# MRPT - fast nearest neighbor search with random projection

![Fifty shades of green](docs/img/voting-candidates2.png)

[![Documentation](https://img.shields.io/badge/api-reference-green.svg)](http://vioshyvo.github.io/mrpt/html/index.html)
[![Paper](https://img.shields.io/badge/Paper-Big_Data%3A_MRPT-blue)](https://eliasjaasaari.com/pdf/bigdata2016.pdf)
[![PyPI](https://img.shields.io/pypi/v/mrpt?color=salmon)](https://pypi.org/project/mrpt)
[![GitHub stars](https://img.shields.io/github/stars/vioshyvo/mrpt)](https://github.com/vioshyvo/mrpt/stargazers)
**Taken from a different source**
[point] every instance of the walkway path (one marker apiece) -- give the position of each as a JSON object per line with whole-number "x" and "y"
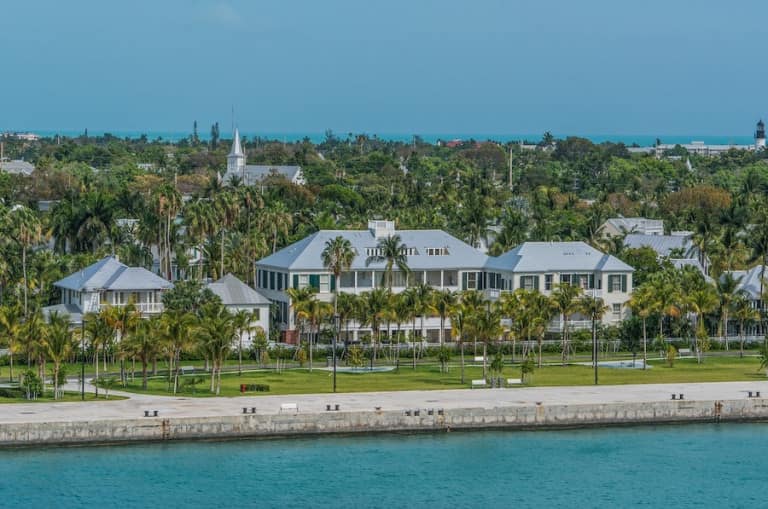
{"x": 403, "y": 400}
MRPT is a lightweight and easy-to-use library for approximate nearest neighbor search. It is written in C++14 and has Python bindings. The index building has an integrated hyperparameter tuning algorithm, so the only hyperparameter required to construct the index is the target recall level! 

According to [our experiments](https://github.com/ejaasaari/mrpt-comparison/) MRPT is one of the fastest libraries for approximate nearest neighbor search.

In the offline phase of the algorithm, MRPT indexes the data with a collection of *random projection trees*. In the online phase, the index structure allows us to answer queries rapidly. A detailed description of the algorithm with the time and space complexities, and the aforementioned comparisons can be found in [our article](https://www.cs.helsinki.fi/u/ttonteri/pub/bigdata2016.pdf) published at the IEEE International Conference on Big Data 2016.

The algorithm for automatic hyperparameter tuning is described in detail in our [article](https://arxiv.org/abs/1812.07484) presented at PAKDD 2019.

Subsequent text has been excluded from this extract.